In our analysis, the paired t-test revealed significant differences only in the lumbar BMD and femur BMD, whereas ASMI showed a 0.23 kg/m2 difference between the units that was not significant. The Bland–Altman analysis (Figure 1, Table 3) showed the relationships between the differences and mean values of the DPX-NT and QDR-4500C. The differences in the ASMI and arm lean mass were significantly dependent on the mean values, whereas the leg lean mass and fat were independent. These results indicate that the difference in ASMI was smaller and more constant between the two instruments than other parameters, such as the leg lean mass, fat, and BMD. Therefore, ASMI is a suitable parameter for multicenter trials of sarcopenia, and cross-calibration ensures accuracy. An excellent linearity with a 0.94–0.99 correlation coefficient was observed in the cross-calibration equations converting the QDR-4500C values to the DPX-NT values (Table 3). Thus, this study also provides useful translation equations to assess sarcopenia in multicenter trials.

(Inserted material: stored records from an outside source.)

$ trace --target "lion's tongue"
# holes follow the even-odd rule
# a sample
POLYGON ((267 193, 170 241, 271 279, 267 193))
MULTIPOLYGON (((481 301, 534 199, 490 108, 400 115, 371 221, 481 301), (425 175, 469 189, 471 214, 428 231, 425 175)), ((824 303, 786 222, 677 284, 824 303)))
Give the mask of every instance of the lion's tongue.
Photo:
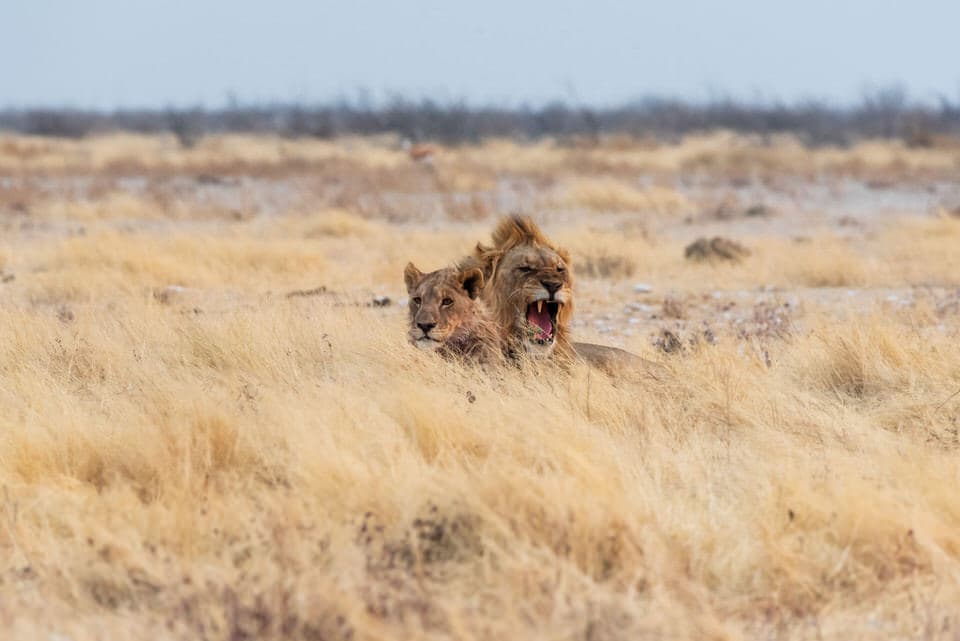
POLYGON ((550 320, 550 312, 546 305, 541 305, 537 310, 537 304, 534 303, 527 307, 527 322, 540 329, 537 332, 537 340, 546 340, 553 334, 553 322, 550 320))

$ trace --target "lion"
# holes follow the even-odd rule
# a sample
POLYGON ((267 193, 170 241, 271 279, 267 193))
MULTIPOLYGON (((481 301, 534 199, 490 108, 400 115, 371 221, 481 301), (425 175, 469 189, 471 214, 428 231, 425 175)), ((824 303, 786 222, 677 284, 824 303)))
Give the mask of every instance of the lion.
POLYGON ((493 245, 478 243, 474 255, 460 265, 483 270, 483 300, 507 355, 573 356, 570 255, 547 240, 532 220, 505 218, 493 232, 493 245))
POLYGON ((574 342, 573 267, 570 254, 551 243, 530 218, 497 225, 493 245, 478 243, 462 269, 483 270, 483 299, 497 322, 507 356, 526 354, 566 363, 580 360, 608 374, 655 365, 618 347, 574 342))
POLYGON ((502 350, 482 300, 483 272, 447 267, 425 274, 407 263, 403 279, 410 295, 410 343, 442 356, 492 362, 502 350))

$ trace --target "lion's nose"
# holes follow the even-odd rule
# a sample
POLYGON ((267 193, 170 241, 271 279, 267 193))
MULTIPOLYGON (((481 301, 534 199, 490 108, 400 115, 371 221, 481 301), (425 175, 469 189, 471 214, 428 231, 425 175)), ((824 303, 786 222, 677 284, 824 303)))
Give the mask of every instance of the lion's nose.
POLYGON ((540 281, 540 284, 543 285, 544 288, 546 288, 546 290, 551 294, 556 294, 557 290, 563 286, 563 283, 554 280, 542 280, 540 281))

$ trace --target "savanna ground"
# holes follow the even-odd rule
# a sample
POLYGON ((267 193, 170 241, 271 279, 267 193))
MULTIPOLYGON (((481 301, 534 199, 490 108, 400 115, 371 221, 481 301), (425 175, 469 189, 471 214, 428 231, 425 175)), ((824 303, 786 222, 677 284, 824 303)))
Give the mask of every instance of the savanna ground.
POLYGON ((0 138, 4 639, 955 639, 960 145, 0 138), (497 217, 575 335, 404 344, 497 217), (684 248, 722 236, 739 261, 684 248), (384 297, 389 298, 385 300, 384 297))

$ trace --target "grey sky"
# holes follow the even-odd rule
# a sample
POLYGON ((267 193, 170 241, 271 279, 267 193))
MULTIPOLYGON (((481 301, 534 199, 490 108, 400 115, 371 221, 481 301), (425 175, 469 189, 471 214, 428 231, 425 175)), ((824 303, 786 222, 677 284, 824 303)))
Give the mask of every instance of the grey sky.
POLYGON ((958 0, 2 0, 0 106, 960 99, 958 0))

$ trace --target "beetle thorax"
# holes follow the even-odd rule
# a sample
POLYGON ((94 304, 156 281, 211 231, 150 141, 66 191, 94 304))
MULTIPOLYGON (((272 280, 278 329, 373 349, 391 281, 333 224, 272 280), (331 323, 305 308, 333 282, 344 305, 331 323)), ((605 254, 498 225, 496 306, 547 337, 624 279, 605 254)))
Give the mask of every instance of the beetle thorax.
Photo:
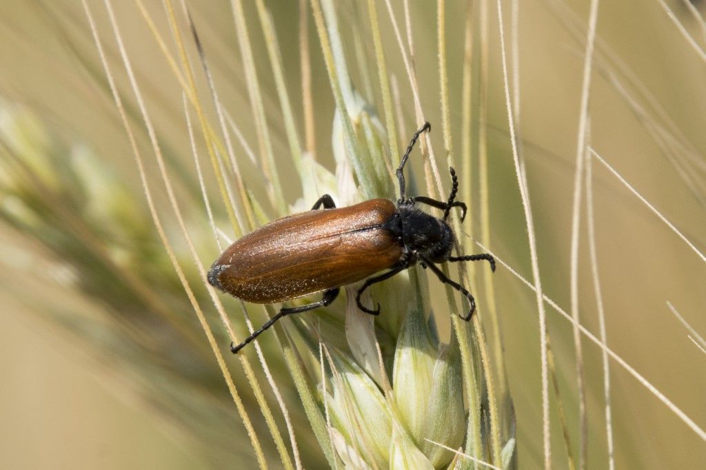
POLYGON ((454 241, 451 227, 441 219, 414 207, 398 207, 397 212, 388 221, 387 228, 411 255, 432 263, 443 263, 451 255, 454 241))

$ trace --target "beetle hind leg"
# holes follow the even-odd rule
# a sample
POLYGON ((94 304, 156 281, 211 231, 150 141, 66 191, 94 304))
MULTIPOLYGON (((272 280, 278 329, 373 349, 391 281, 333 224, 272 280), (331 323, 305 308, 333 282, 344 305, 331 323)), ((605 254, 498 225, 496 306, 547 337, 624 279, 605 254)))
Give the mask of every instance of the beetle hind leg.
POLYGON ((282 317, 286 317, 287 315, 292 315, 292 313, 301 313, 302 312, 308 312, 310 310, 314 310, 315 308, 318 308, 319 307, 325 307, 326 306, 330 305, 331 302, 336 299, 338 296, 338 294, 341 291, 341 289, 338 287, 335 289, 330 289, 323 293, 323 297, 321 298, 318 302, 314 302, 313 303, 309 303, 307 305, 303 305, 299 307, 291 307, 287 308, 283 307, 280 313, 270 318, 266 323, 260 327, 260 329, 257 331, 254 331, 252 334, 245 339, 245 341, 238 344, 237 346, 234 346, 232 343, 230 345, 230 351, 234 354, 238 353, 239 351, 242 349, 246 344, 252 342, 253 339, 260 336, 262 333, 271 327, 275 323, 282 317))

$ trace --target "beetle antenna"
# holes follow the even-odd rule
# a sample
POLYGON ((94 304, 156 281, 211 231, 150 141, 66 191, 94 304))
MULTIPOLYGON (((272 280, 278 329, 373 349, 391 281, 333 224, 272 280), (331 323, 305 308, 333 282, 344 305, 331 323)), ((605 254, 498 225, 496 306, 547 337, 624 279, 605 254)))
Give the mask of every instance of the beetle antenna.
MULTIPOLYGON (((456 193, 458 192, 458 178, 456 176, 456 171, 453 167, 449 167, 451 171, 451 193, 448 195, 448 200, 446 202, 446 208, 443 211, 443 219, 448 218, 451 207, 453 207, 453 200, 456 198, 456 193)), ((464 214, 465 215, 465 214, 464 214)))
POLYGON ((431 124, 429 122, 425 122, 424 125, 419 128, 419 130, 414 133, 412 135, 412 140, 409 140, 409 145, 407 147, 407 150, 405 152, 405 155, 402 156, 402 159, 400 161, 400 167, 397 167, 397 180, 400 181, 400 202, 402 202, 405 200, 405 174, 402 173, 402 170, 405 168, 405 165, 407 164, 407 159, 409 157, 409 153, 412 152, 412 149, 414 147, 414 144, 417 143, 417 140, 419 138, 419 135, 421 133, 425 131, 431 131, 431 124))

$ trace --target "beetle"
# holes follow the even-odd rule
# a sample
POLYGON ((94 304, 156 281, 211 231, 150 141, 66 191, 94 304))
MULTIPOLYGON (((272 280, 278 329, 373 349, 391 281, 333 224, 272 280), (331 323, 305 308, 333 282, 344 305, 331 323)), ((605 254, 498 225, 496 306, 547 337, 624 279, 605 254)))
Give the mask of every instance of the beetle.
POLYGON ((470 320, 475 310, 473 296, 436 265, 485 260, 494 272, 495 260, 488 253, 451 255, 455 237, 446 220, 453 207, 461 210, 462 222, 466 215, 466 205, 455 200, 458 191, 455 171, 450 169, 452 188, 446 202, 405 195, 405 165, 419 135, 431 129, 427 122, 414 133, 400 162, 395 172, 400 187, 396 203, 388 199, 371 199, 337 208, 331 196, 325 194, 311 211, 263 225, 237 240, 214 262, 208 272, 208 282, 248 302, 275 303, 323 292, 318 302, 282 308, 242 343, 232 344, 234 354, 282 317, 325 307, 338 296, 341 287, 364 279, 366 280, 356 294, 358 308, 371 315, 379 315, 380 304, 374 310, 369 308, 361 303, 361 295, 373 284, 417 262, 468 299, 468 313, 460 316, 470 320), (443 210, 443 217, 437 218, 422 212, 416 207, 418 203, 443 210), (370 277, 385 269, 389 270, 370 277))

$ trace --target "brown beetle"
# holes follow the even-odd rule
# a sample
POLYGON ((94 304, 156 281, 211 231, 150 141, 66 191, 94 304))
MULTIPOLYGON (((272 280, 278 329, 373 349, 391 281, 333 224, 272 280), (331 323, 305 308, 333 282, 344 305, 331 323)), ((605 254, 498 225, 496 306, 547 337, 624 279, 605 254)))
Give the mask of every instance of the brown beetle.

The findings of the present study are limited by the small sample size, which resulted in a smaller range of DXA values. These results may not be applicable to other pairs of instruments or ethnicities.

CONCLUSION

This study documented excellent comparability between the DPX-NT and the QDR-4500C DXA units. However, cross-calibration equations are required to assess muscle volume, fat, and ASMI in multicenter studies investigating sarcopenia.

CONFLICTS OF INTEREST

This study was funded in 2010 by a Comprehensive Research on Aging and Health research grant from the Ministry of Health, Labour and Welfare of Japan, and Chukyo longevity medical and promotion foundation.